Ricardo Rocha
Detrás de la Noticia
02 de abril de 2010
La peor señal de hacia dónde va el país, son los asesinatos de cada vez más jóvenes. Eso es lo que nos debiera alarmar más que cualquier otra cosa: más que las reformitas política o laboral; más que las coaliciones por los próximos procesos electorales; más que los plazos para la recuperación económica; vaya, más que la cantaleta del 2012. Porque si seguimos matando a nuestros jóvenes, todo lo demás carece de sentido. Y hablo de crímenes colectivos en varias modalidades:
Desde luego están los obvios que tienen que ver con la estadística alarmantemente creciente de cada vez más jovencitos y aun niños masacrados por los soldados o por el crimen organizado. Pareciera un “daño colateral” teledirigido sobre todo en los años y meses recientes. Ya horroriza la cronología: los 15 muertos de Salvárcar por un comando de sicarios armados; poco después, ahí mismo, a unos cientos de metros, otros seis ejecutados que velaban a un séptimo; luego los dos posgraduados del Tec que —hay sospechas fundadas— pudieron ser baleados por el Ejército; y más recientemente los diez jóvenes y niños de Durango masacrados por un grupo paramilitar en circunstancias todavía no aclaradas del todo.
Por supuesto que en ese y en todos los casos importa saber quién los mató. Y por qué. Para castigar a los culpables. Pero, lo paradójico es que en otro sentido da igual quiénes fueron los criminales. Y para el caso es lo mismo: lo cierto es que cada vez caen más jóvenes en balaceras por todo el país; aun con el conservadurismo mañoso de las cifras oficiales se estima que, de los 15 mil muertos de esta guerra del absurdo, al menos 3 mil son mujeres y hombres muy jóvenes caídos casi a partes iguales a ambos lados de la línea de fuego.
Hay que aclarar que frente al señalamiento irresponsable de que todo joven que cae en el fuego cruzado es sicario, lo cierto es que hay una realidad dolorosa e incontrovertible: cada vez más jóvenes están siendo cooptados por el crimen organizado; lo mismo como vigilantes en los territorios ocupados y en los territorios enemigos; que como correos entre cárteles y policías en nómina; que como camellos transportistas o simplemente cobradores o extorsionadores. Lo que, en cualquier caso, revela una enorme incapacidad del estado para ingresar a los jóvenes a las escuelas —particularmente en los niveles medio y superior— y en su momento a puestos de trabajo justamente remunerados.

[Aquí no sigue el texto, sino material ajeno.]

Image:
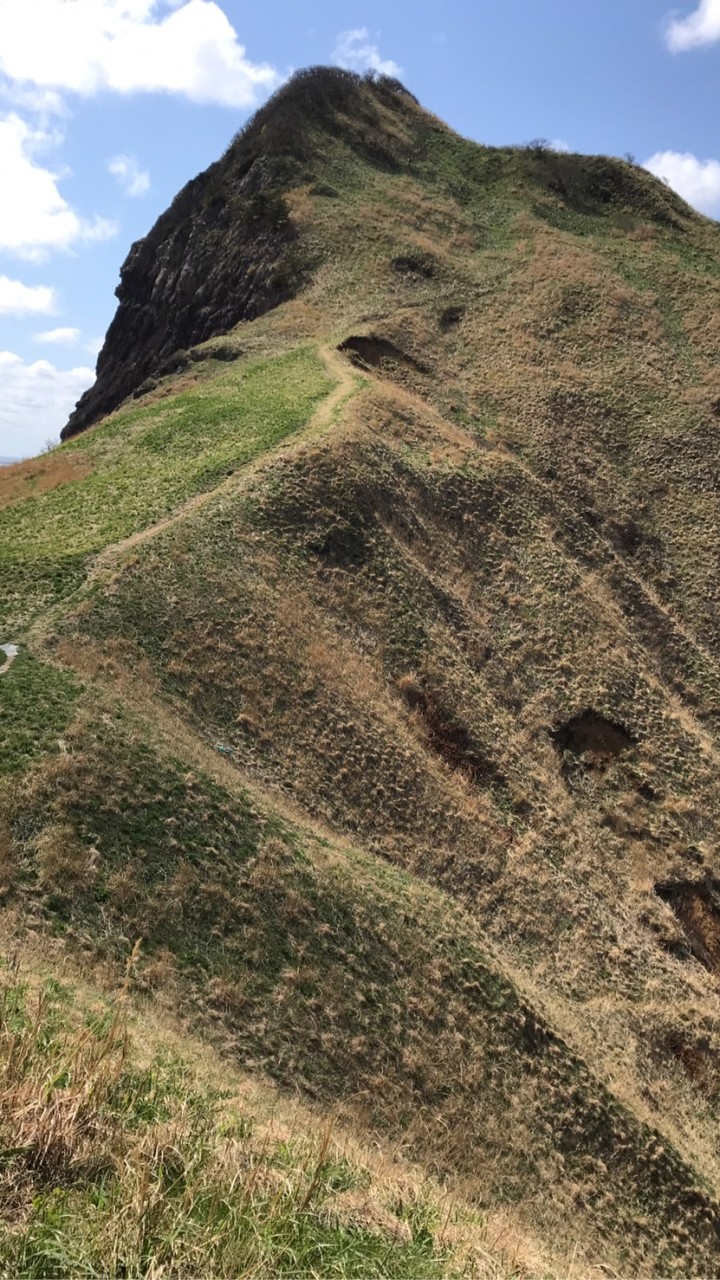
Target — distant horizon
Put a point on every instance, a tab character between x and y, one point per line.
96	145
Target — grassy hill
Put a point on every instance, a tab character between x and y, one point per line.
367	705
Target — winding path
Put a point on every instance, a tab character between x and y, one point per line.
10	652
346	382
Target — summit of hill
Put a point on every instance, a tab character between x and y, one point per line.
361	726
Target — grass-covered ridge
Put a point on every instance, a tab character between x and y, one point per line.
135	469
399	748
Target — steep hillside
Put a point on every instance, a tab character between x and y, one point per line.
369	662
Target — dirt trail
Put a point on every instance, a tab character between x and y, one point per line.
346	379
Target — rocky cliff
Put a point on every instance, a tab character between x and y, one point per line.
227	248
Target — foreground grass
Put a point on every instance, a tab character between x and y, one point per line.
114	1169
136	467
345	979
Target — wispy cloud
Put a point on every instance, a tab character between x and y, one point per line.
696	181
33	215
128	174
356	53
36	402
701	27
127	46
26	300
58	337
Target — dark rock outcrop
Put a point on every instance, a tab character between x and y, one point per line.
227	250
223	252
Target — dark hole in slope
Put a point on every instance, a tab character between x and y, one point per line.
696	1055
446	737
591	743
342	547
378	353
451	316
411	264
697	908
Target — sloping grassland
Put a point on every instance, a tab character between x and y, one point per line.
391	728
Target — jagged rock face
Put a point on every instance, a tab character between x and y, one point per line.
220	254
226	250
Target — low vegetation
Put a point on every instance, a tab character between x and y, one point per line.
114	1166
370	680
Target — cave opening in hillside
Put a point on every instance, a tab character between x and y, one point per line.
589	743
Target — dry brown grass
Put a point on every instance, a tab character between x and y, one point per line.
21	480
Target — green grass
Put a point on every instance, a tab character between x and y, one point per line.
335	974
113	1169
36	707
145	462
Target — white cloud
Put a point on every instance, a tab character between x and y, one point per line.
33	215
127	46
696	181
701	27
24	300
36	402
58	337
355	51
128	174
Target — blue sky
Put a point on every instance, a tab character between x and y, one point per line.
108	106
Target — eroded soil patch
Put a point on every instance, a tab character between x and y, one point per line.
697	908
373	352
589	743
445	736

En consecuencia, son cada vez más los jóvenes en ese medio millón de expatriados involuntarios que México expulsa cada año a EU. Y baste una ojeada a la estadística para percatarse de que el fenómeno de la migración al norte incluye a más y más jóvenes de niveles de licenciatura y aun maestrías y doctorados que prefieren jugarse la vida en el paso de la muerte en Arizona a quedarse aquí como su tío el abogado, que ahora anda de taxista. Si no me lo cree lo invito a que alguna vez se asome en el aeropuerto a una sala de última espera a Hermosillo para que vea los atuendos variopintos de los chavos que se van a la aventura del cruce. Más literarios, valdría releer aquel cuento de Carlos Fuentes de hace unas dos décadas y que ahora resulta profético, La frontera de cristal, donde un joven arquitecto mexicano es contratado para lavar vidrios en los rascacielos de Manhattan.
Si no los matamos, les matamos la ilusión: de ser hombres de bien; de hacer una carrera; de retribuirle al país lo que éste habría de darles a través de una educación pública de calidad, en lugar de rechazarlos por falta de cupo; de construir una familia y de servir y servirse de una comunidad armónica. Nada de eso. Por el contrario, los matamos. Pero antes, los fragmentamos y los enfrentamos. Así que, por lo pronto, hay varios grupos de jóvenes más o menos estratificados aun contra su voluntad: los que conforman esa inquietante generación NiNi, que ni estudian ni trabajan y viven en el limbo de los emos, los darks o las pandillas; los privilegiados que sí estudian y que —cosa muy rara— tendrán por una razón o por otra un lugar en el mercado de trabajo; los que aun estudiando mucho se enfrentarán al terminar al vacío laboral terriblemente frustrante e irritante; los que por sus condiciones de sobrevivencia crítica alimentan un enorme rencor social encerrado en sus uniformes del Ejército o la policía y manifiesto a través de sus armas, también son jóvenes, nomás véales los rostros; y finalmente los que se han rebelado a ser nada de eso y prefieren, en las filas del crimen organizado, ser de los malos y vivir unos años de abundancia a una vida larga de privaciones.
A todos los estamos matando de un modo u otro. Y, con todos, nos morimos un poco.